D^tRespectively normalized to X_WT,X_PV,X_DAll negative data are removed and all data are divided by their maximum value. Before inputting DQN, SW is connected_trNormalized to X_trDivide each element by T_SW。

Step 14: the normalized data is divided into a training set and a test set.

Specifically, in normal reinforcement learning, the state is updated through interaction of the agent with the environment, independent of special external data. The state in the present embodiment depends on the power distribution system corresponding to the environment and the distributed renewable energy system power generation, and the load data may vary depending on external conditions such as weather. If no data separation is performed, DQN may be over-used in the training data set, possibly leading to configuration failures. Therefore, a test set is specified in the present embodiment to verify whether DQN learning performs correctly in relatively bad conditions.

Step 2: setting an epsilon-greedy strategy selection action;

specifically, in reinforcement learning, the action selection of an agent is called a policy. The goal of reinforcement learning is to determine the best strategy to achieve the highest reward. Prior to training, DQN randomly initializes weights and bias values, and thus initially cannot determine the action that will deliver a highest reward. The agent takes a random action to "explore" which can get a high reward, rather than relying on the output of DQN from the outset. So this embodiment uses intuitive, simple epsilon-greedy as an exploration strategy.

The agent selects the action with the maximum Q value in the corresponding state according to the probability epsilon, and simultaneously randomly selects the action a according to the probability 1-epsilon_tTo ensure that the exploration in the motion space is as possible, the formula of epsilon-greedy is as follows:

in the epsilon-greedy strategy, the larger the epsilon value, the faster the convergence and the easier it is to fall into local optima. Therefore, in the embodiment, in the early stage of exploration, the intelligent agent lacks effective information, the intelligent agent is explored in the action space with a high probability, and the accumulated empirical knowledge tends to be accurate along with continuous learning, and epsilon is gradually reduced.

And step 3: and establishing a power distribution network system environment model by using the preprocessed data, and establishing a deep reinforcement learning model of the intelligent agent. And setting corresponding state space, action space and reward (punishment) function, and performing off-line training and learning by using the DQN reinforcement learning model and the simulation environment to obtain the power distribution network dynamic case assistant decision-making model meeting the error requirement.

FIG. 2 is a process of an reinforcement learning agent interacting with a system environment. Every time the system environment executes the action given by the agent, the system environment returns to the new system state (state) and calculates the corresponding reward value (reward); and the intelligent agent continuously learns and improves the action strategy in the process of interacting with the actual environment by taking the control action capable of maximizing the reward expectation value as the target according to the current state.

As an example applied to the present invention, a Deep Q Network (DQN) learns Q values of all state-action pairs in a limited state and environment interaction process by fitting an action cost function through a neural network, thereby learning an optimal strategy.

Fig. 3 shows a DQN algorithm training process, wherein step 3 specifically comprises the following steps:

step 31: constructing a power distribution network system environment model;

the power distribution network system environment model is a power system environment interacting with the intelligent agent, namely, for each action given by the reinforcement learning intelligent agent, whether a risk exists under the strategy can be calculated, a reward function is fed back, the strategy is updated, and iteration is continuously carried out until an optimal strategy is learned.

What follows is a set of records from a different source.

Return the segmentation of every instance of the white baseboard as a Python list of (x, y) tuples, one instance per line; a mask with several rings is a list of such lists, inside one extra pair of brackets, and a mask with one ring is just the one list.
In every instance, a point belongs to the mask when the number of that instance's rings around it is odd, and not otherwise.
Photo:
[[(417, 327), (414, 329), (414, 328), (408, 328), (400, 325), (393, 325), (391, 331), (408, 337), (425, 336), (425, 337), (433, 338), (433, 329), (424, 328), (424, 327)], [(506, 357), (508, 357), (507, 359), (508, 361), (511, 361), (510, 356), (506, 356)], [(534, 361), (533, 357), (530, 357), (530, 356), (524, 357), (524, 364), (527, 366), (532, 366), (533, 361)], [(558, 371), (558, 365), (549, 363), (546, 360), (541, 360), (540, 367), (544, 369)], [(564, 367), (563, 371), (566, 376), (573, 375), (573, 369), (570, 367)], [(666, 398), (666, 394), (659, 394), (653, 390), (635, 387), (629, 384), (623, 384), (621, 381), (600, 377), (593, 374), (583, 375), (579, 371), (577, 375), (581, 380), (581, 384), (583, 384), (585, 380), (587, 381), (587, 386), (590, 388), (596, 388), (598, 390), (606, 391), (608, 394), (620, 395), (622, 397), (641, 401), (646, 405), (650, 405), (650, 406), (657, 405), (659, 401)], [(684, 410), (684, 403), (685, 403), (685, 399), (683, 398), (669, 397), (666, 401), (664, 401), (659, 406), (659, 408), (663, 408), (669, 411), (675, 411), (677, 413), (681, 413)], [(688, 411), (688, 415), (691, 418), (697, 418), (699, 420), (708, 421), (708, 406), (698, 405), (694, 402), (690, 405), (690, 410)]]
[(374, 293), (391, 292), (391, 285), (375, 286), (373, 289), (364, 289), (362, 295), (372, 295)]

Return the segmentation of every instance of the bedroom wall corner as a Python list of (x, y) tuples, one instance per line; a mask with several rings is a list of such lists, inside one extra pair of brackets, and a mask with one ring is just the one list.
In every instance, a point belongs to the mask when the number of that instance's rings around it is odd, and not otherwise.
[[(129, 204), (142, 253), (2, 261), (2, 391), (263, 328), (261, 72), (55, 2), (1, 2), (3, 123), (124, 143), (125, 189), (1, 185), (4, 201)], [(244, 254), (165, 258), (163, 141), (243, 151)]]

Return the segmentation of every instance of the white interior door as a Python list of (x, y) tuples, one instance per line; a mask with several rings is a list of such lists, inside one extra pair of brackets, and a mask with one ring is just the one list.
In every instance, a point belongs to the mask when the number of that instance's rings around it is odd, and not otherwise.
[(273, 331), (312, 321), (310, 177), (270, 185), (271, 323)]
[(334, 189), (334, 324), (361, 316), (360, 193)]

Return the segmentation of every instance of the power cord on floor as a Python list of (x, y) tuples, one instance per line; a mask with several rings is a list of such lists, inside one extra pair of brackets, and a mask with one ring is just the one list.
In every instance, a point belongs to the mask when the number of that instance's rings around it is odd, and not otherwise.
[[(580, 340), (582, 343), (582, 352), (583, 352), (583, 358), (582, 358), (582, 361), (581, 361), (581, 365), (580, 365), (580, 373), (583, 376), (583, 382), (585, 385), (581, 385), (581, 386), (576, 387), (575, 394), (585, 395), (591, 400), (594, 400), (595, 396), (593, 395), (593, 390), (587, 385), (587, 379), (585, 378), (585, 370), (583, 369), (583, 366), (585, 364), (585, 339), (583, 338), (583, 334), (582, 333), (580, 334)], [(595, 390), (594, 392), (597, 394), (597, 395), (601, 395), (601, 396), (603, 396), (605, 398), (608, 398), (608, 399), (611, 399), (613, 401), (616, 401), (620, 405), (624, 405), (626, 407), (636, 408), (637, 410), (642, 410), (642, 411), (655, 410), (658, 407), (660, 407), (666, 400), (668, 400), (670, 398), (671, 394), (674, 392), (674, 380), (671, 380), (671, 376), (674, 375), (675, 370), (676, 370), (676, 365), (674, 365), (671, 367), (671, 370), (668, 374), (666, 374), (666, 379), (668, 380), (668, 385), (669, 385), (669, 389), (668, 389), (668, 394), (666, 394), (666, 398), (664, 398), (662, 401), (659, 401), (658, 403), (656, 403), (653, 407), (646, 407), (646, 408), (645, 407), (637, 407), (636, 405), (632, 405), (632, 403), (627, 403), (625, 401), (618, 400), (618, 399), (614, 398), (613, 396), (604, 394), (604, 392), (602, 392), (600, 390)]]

In the present embodiment, the environment is formalized as a Markov decision process (Markov de)Precision process, MDP). MD P can be defined as a tuple (, a, P, R, γ) representing state space, action space, state transition probability, reward function and discount factor, respectively. Agent observes state s from the environment_tE.g. S, and take action a at time step t_tE.g. A, agent with probability P(s)_t+1|s_t,a_t) To a new state s_t+1While receiving the prize r(s)_t,a_t,s_t+1). The state transition process is shown in fig. 4.

Step 32: smart body action space

The random action consists of an array of 0 (open switch) and 1 (close switch). When extracting actions from DQN, the output layer is arranged in array form, and then the switch that wants to be turned off is replaced with 1, and the remaining elements are replaced with 0. The determined action is then input to the test system to effect opening or closing of each switch, and the SW is updated by comparing the switch state with the stored state of the previous action_tr。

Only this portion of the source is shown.